Objectives: To summarize the current state of cardiovascular disease (CVD) risk modeling literature with a focus on the U.S. patient population, and to describe evidence on which models best predict cardiovascular risk among patients with diabetes.
Data Sources: We searched MEDLINE for articles published January 1, 1999, to February 24, 2009, and reviewed all reference lists of included articles.
Review Methods: We included studies of asymptomatic adults in any geographic setting with any study design in which a CVD clinical risk prediction model was developed or validated. We excluded studies that 1) were not in English; 2) were without information pertinent to the key questions; 3) had fewer than 200 participants at enrollment; 4) were not original studies; and 5) lacked internal or external validation data. We captured study information such as cohort characteristics, risk model characteristics, model performance statistics, and quality review elements. We collected information about the study populations for stratification of results by variables, including sex and geographic area. We also searched online for available tools and documented their location and the model on which they purported to be based. We used the online tools to calculate risk for five test cases to identify variation in estimated risk.
Results: Of the 3,499 articles initially identified, 84 met inclusion criteria, providing data on 102 risk models. The majority of models (87 out of 102) were not externally validated. The most commonly externally validated risk models were the 1991 Framingham (FRS) model for CVD (26 evaluations), the 1998 FRS model for total coronary heart disease (CHD) (24 evaluations), the FRS Adult Treatment Panel III (ATP-III) model for hard CHD (16 evaluations), the Prospective Cardiovascular Münster (PROCAM) model for hard CHD (11 evaluations), and the Systematic Coronary Risk Evaluation (SCORE) model for CVD mortality (11 evaluations).
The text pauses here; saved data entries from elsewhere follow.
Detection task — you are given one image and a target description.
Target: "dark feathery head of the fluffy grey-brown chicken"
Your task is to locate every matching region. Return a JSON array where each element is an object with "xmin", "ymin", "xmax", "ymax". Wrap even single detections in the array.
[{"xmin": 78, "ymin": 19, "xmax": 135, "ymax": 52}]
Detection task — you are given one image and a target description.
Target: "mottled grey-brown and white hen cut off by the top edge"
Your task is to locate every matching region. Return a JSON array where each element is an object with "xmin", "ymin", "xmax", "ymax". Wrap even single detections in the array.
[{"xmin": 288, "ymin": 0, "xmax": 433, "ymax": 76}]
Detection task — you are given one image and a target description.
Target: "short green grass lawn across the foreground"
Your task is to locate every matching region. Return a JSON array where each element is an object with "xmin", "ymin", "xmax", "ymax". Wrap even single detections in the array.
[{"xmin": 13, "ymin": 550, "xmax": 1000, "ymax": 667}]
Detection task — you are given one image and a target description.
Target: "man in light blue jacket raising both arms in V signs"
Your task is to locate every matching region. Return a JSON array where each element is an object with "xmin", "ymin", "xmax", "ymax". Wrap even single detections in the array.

Conclusion: The FRS models performed well in U.S. populations, but there were absolute risk prediction problems when they were applied to populations substantially different from the source cohort. Sometimes this was due to particularly low or high baseline risk in the destination cohort, and at other times to systematic differences in risk attributable to specific factors. The 2001 ATP-III version demonstrated better risk prediction than older FRS models because it focuses on hard CHD outcomes, excludes patients with diabetes, and includes newer FRS data. Diabetes-specific process measurement variables are significantly related to cardiovascular outcome risk among patients with diabetes, and risk models that incorporate these factors outperform general risk prediction models when applied to these patients. Models excluding patients with diabetes outperformed general risk prediction models that included these patients in their development when applied to non-diabetic cohorts. Unfortunately, external validation of diabetes-specific risk models is lacking, particularly among U.S. cohorts.